Бабушка ждала ее на одной из лестничных площадок. Инга, поднявшись к ней, с любопытством задрала вверх лицо, силясь углядеть окончание лестницы, теряющееся где-то в облаках.
– Тебе еще туда нельзя, Инночка, – бабушка, улыбнувшись, мягко осадила ее любопытство. Она всегда звала ее не Ингой, а Инночкой. «Ну что это за имя такое – Инга?» – возмущалась бабуля. «Назвали же так… Вот Инна – это я еще понимаю…».
– Мы поднимемся вместе до туда, куда тебе еще можно, – старушка, взяв ее за руку, повела за собой. – А на самый верх никому из нас нельзя – там Сам…
Инга молча шла за бабушкой, не решаясь задать интересующие ее вопросы. Отсчитывая ступеньки, она подумала о том, сколько же таких ступеней ей еще придется пройти, только уже не вверх, а вниз, на обратном пути.
– Инночка, мама с папой по тебе скучают…
– Я хочу с ними встретиться, бабушка, – Инга умоляюще попросила. Бабушка помолчала, словно взвешивая все «за» и «против», и потом решилась:
– Хорошо. Это надо будет подняться еще выше – выше, чем тебе дозволено бы… Ну раз так… Остаться тебе очень там захочется – вот в чем опасность. Тебе ведь каждый раз хочется остаться с ними… И когда-то не выдержишь, останешься. А нельзя ведь пока тебе…

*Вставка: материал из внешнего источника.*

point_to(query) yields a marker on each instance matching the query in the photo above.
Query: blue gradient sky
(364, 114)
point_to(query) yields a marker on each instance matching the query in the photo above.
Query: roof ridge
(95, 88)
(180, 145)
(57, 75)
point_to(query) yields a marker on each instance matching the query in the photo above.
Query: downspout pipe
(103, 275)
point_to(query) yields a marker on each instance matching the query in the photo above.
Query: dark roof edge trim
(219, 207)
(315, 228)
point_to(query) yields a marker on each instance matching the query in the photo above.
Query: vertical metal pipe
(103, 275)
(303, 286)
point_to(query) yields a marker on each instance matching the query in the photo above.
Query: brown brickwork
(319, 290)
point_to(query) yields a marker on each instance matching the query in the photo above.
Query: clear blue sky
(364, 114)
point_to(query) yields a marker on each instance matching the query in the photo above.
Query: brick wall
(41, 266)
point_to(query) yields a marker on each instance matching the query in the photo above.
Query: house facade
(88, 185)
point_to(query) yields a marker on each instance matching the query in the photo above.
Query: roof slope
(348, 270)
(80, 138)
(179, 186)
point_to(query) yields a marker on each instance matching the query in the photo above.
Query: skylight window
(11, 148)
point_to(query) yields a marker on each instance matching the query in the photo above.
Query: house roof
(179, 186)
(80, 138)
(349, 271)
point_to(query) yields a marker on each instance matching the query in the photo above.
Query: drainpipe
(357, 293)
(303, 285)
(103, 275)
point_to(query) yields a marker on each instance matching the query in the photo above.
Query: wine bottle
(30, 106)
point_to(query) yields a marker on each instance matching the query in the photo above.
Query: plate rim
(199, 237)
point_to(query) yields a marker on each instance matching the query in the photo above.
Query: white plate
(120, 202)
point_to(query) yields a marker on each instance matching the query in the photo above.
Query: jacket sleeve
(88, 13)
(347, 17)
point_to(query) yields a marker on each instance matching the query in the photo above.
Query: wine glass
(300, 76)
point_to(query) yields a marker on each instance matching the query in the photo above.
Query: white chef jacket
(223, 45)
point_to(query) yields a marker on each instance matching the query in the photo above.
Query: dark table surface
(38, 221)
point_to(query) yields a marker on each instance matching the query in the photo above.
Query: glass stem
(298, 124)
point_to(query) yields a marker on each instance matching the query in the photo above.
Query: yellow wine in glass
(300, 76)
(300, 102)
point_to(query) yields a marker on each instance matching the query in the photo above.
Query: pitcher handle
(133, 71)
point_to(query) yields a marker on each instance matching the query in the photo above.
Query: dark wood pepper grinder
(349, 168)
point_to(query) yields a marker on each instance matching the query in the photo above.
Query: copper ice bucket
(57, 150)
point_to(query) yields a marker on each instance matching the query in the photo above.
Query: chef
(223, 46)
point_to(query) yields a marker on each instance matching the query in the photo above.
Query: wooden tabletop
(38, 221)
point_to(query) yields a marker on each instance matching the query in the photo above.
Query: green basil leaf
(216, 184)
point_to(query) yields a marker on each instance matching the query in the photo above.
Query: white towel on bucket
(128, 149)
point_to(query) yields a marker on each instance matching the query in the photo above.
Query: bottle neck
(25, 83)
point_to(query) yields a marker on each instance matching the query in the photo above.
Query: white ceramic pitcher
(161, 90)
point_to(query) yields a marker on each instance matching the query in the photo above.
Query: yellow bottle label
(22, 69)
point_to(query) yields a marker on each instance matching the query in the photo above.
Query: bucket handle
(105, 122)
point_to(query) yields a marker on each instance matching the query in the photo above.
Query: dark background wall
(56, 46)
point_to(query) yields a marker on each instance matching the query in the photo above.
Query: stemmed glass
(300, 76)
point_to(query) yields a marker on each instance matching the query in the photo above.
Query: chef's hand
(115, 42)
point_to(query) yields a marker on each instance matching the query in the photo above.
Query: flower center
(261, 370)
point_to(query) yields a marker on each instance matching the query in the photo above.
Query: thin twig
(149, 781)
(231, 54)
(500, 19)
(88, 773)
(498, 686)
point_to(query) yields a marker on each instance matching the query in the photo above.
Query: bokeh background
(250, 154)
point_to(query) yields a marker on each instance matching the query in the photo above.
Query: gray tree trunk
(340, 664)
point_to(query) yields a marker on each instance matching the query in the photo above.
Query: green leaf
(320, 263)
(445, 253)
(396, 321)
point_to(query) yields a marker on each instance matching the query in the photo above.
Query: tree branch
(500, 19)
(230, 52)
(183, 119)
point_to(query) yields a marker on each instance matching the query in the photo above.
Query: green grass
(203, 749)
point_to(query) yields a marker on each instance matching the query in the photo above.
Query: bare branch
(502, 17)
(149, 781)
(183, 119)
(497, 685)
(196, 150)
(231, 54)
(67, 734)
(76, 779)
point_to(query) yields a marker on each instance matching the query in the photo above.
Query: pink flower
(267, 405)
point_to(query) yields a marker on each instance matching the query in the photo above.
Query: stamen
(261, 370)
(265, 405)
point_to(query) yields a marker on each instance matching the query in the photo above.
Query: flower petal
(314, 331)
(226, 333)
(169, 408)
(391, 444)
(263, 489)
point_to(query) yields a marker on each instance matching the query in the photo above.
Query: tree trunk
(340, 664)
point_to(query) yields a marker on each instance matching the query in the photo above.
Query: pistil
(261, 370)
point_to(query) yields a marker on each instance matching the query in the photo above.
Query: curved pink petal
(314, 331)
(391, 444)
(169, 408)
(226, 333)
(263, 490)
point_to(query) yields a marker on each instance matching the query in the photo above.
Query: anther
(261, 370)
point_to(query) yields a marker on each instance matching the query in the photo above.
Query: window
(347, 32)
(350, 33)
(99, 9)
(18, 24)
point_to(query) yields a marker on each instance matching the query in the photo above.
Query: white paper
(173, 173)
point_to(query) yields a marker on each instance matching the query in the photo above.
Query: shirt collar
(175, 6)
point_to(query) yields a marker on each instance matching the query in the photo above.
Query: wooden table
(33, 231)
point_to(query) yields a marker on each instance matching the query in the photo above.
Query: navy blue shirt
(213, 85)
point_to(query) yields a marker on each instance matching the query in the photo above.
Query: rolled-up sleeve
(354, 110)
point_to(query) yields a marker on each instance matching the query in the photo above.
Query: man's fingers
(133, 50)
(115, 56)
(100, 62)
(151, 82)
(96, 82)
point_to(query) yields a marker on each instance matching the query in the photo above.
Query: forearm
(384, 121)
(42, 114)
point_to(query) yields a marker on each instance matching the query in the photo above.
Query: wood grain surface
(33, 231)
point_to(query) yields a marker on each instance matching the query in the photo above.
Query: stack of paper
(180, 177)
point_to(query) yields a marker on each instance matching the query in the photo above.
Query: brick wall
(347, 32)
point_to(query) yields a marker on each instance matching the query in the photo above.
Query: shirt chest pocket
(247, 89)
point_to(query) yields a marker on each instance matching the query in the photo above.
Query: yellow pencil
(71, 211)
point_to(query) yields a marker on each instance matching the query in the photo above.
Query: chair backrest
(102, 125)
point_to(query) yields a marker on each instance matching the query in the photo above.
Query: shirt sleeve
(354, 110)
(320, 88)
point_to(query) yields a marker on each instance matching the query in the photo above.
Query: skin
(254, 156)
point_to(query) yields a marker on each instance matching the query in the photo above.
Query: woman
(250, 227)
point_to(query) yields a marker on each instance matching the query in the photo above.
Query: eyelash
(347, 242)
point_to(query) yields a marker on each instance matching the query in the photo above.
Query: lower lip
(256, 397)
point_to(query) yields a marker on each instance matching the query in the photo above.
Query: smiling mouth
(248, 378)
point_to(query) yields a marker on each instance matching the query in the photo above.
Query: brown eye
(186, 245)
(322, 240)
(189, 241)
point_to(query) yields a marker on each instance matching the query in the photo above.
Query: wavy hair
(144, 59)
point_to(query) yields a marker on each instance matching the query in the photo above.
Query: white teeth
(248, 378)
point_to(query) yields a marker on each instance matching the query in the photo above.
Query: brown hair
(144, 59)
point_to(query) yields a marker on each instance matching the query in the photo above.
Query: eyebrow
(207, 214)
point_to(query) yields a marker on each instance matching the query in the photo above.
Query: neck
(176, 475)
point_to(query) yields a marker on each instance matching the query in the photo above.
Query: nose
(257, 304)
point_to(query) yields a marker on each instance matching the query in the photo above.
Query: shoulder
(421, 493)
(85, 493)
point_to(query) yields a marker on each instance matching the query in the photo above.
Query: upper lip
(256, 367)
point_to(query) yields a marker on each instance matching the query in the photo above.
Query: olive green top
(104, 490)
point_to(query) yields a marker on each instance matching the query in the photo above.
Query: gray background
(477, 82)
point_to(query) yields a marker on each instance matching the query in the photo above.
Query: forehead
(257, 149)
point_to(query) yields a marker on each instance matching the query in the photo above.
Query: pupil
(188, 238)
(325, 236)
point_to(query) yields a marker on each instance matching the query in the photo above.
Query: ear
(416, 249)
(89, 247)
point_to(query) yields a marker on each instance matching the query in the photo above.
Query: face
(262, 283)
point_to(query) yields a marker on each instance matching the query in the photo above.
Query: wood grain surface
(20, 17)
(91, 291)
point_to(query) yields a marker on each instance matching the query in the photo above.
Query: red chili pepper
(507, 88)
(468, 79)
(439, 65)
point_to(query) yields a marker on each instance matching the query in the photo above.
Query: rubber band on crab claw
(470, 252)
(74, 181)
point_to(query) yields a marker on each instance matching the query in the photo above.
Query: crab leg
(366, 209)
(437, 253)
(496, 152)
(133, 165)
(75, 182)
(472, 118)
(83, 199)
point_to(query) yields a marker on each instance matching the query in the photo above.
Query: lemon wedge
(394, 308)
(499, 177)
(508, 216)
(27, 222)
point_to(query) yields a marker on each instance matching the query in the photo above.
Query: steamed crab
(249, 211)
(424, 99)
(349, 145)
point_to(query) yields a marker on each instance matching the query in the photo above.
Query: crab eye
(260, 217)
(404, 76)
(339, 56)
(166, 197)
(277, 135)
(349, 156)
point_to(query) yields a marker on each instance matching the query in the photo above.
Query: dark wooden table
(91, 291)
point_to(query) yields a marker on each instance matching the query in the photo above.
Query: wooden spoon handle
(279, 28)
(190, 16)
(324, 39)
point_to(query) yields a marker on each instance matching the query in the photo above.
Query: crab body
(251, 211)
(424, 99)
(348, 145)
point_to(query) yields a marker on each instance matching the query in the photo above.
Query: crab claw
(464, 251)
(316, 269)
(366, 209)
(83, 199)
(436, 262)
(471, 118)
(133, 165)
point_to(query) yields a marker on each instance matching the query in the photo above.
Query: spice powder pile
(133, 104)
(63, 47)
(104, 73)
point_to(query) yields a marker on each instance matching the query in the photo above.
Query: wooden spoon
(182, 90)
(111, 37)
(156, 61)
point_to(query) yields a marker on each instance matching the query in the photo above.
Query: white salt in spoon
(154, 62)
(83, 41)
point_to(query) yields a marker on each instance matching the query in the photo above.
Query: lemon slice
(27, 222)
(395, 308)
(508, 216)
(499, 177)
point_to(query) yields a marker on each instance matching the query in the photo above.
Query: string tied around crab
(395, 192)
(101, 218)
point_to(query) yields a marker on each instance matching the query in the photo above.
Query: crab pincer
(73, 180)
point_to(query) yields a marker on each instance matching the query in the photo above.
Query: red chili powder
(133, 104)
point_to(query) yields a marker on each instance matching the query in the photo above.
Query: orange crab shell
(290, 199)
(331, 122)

– Бабушка, я очень тебя прошу…
Родители выглядели точно так же, как сохранила память их образы. Мама – с той же прической и в том же платье, с неизменной ласковой улыбкой, какой она запомнилась десятилетней Инге. Папу девушка помнила лишь по фотографиям, и снился он ей, одетый в парадный костюм – как на свадебном снимке.
Увидев родителей, Инга тут же почувствовала, как от слез защипало глаза, она из последних сил сдерживалась, чтобы не расплакаться. «Расплачешься, и все будет загублено… Ты не за этим сюда шла и еще не получила ответ на свой вопрос. Ты даже вопрос не задала…». Но о чем она хотела спросить бабушку или родителей, Инга напрочь забыла. Ей хотелось только одного – остаться здесь, в этом умиротворенном месте, подняться вслед за родителями по лестнице на тот уровень, на который, по словам бабушки, ей еще нельзя. Ей до слез, до муки, до боли не хотелось расставаться с родителями и бабушкой. Здесь она вновь обретала родительскую любовь и вновь чувствовала себя защищенной.